Two reasons for this -
First, the algorithms MIL and Boosting classified as pure trackers were more successful thanks to reinitialization from Underside Truth., the TLD may be so self-correcting that the bounding box moves so much from frame to frame that it does not even follow the bottom truth bounding box (sometimes less than 50% intersection) [6].
It does not mean that TLD loses stuff. Select is true but does not center the element in its bounding box.
B. Precision
I decided to use a scaling ratio to measure the accuracy of each algorithm. If the item is found exactly, the dimensions of the bounding rectangle should be about the same as the truth below than otherwise. This criterion excludes all failed data and suggests a maximum acceptable scaling ratio of 2 [9]. The extreme values ??of all algorithms were below this upper bound and the lower bound was of course 0. So, to determine which algorithms performed well according to this criterion, we need to see how close their mean is to 1.0 [1]. Precise minimal and maximal values
C. Time Demands
For this metric, we measured the time it takes each algorithm to process a frame. I had to remove not only the very short time but also the very long time, as the boxplot would be extremely overstretched. SIFT and SURF are very slow. This is because it deals with floating point values ??and internal calculations take time [8]. The rest of the algorithms are fast, but TLD is the slowest. The slowness of the TLD algorithm is due to its relative robustness and lack of optimization in the OpenCV implementation.
Conclusion
The first part is that success brings unexpected results. Of course, the TLD algorithm, which was considered the best on the research base so far, was not all that great. Partly due to its complexity (I could not put the target blob in place due to customization), partly he was due to poor implementation in OpenCV. The second criterion - precision - gives consistent results in terms of standards [4][5]. On the other hand, significant differences are often seen between the minimum and maximum levels of this measure. These results are marked as predictable based on previous research. The long run work on this research is going to be focused of detailed analysis of implementation of those algorithms, including used programming techniques and memory and computing efficiency [8].
References
[1] D. Li, B. Liang, aW. Zhang, „ Real- time moving vehicle discovery, shadowing, and reckoning system enforced with OpenCV\", in 2014 fourth IEEE International Conference on scientific discipline and Technology, 2014, s. 631 – 634.
[2] Lowe, D.G.,\" Distinctive Image options from ScaleInvariant Keypoints\", International Journal of laptop Vision, 60, 2, pp. 91- 110, 2004.
[3] OpenCV preface to SIFT (Scale- Invariant purpose transfigure)\", recaptured Commonwealth Day, 2016, from http//docs.opencv.org/3.1.0/da/df5/tutorial_py_sift_intro.html
[4] Bay, H. and Tuytelaars,T. and Van Gool,L.,\" suds accelerated sturdy Features\", ninth European Conference on laptop Vision, 2006.
[5] preface to suds (Speeded- Up sturdy Features)\", recaptured Commonwealth Day, 2016, from http//docs.opencv.org/3.0-beta/doc/py_tutorials/py_feature2d/py_surf_intro/py_surf_intro. html
[6] Features2D Homography to search out a given object\", recaptured Commonwealth Day, 2016, from http//docs.opencv.org/2.4/doc/tutorials/features2d/feature_homography/feature_homography.html
[7] Ethan Rublee, Vincent Rabaud, Kurt Konolige, GaryR. Bradski ORB a good volition to SIFT or SURF. ICCV20112564-2571.

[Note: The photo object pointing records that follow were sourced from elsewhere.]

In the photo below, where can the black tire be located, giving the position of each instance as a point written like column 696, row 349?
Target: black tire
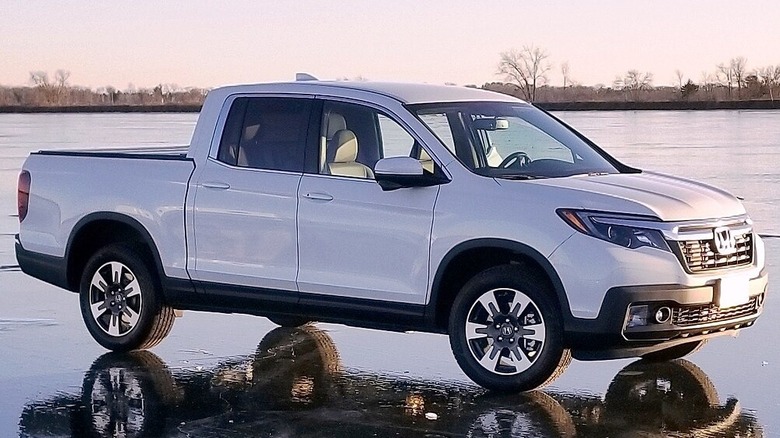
column 676, row 352
column 288, row 321
column 121, row 302
column 535, row 349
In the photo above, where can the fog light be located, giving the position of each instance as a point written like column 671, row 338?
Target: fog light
column 662, row 315
column 638, row 316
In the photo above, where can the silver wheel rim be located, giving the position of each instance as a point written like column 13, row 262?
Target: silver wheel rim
column 115, row 299
column 505, row 331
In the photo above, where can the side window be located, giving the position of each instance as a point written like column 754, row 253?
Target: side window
column 396, row 142
column 441, row 127
column 523, row 136
column 354, row 137
column 266, row 133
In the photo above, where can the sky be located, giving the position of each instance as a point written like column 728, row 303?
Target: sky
column 206, row 44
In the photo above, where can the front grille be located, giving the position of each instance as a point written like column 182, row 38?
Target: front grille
column 700, row 255
column 708, row 313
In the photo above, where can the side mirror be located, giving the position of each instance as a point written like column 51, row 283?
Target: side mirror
column 399, row 172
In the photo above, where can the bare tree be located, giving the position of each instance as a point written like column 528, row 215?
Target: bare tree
column 725, row 76
column 566, row 73
column 679, row 76
column 708, row 82
column 40, row 79
column 633, row 82
column 61, row 78
column 770, row 78
column 738, row 65
column 527, row 68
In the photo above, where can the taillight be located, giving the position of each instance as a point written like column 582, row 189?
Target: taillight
column 23, row 194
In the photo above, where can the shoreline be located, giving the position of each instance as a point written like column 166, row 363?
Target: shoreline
column 549, row 106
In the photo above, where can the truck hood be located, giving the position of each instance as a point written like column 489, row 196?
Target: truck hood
column 666, row 197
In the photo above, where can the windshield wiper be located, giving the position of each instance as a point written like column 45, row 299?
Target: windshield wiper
column 519, row 176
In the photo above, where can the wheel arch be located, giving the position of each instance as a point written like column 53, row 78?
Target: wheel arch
column 99, row 229
column 471, row 257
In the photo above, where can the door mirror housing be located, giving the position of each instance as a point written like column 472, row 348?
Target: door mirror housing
column 401, row 172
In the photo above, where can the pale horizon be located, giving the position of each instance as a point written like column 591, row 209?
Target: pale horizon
column 197, row 44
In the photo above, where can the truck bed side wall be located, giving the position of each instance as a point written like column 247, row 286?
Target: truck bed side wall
column 64, row 189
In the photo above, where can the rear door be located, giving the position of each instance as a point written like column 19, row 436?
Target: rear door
column 245, row 203
column 357, row 241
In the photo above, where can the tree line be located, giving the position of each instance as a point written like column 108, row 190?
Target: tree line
column 525, row 73
column 45, row 91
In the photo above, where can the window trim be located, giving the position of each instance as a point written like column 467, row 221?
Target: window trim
column 219, row 129
column 387, row 113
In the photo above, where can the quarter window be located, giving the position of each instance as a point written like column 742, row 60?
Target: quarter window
column 266, row 133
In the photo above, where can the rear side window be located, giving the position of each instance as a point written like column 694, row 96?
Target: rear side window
column 266, row 133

[8] B. Babenko, M-H. Yang, andS. Belongie,\" Visual trailing with on-line Multiple Instance Learning\", In CVPR, 2009.
[9] Z. Kalal, K. Mikolajczyk, andJ. Matas,\" ForwardBackward Error Automatic Discovery of trailing Failures\", International Conference on Pattern Recognition, 2010, pp. 23- 26.
[10] Milton Friedman,J.H., Hastie,T. and Tibshirani,R.,\" additive provision Retrogression a applied mathematics read of Boosting.\", Technical Report,Dept. of Statistics, Stanford, 1998.
[11] Z. Kalal,K. Mikolajczyk, andJ. Matas,\" trailing literacy- Discovery,\" Pattern Analysis and Machine Intelligence 2011.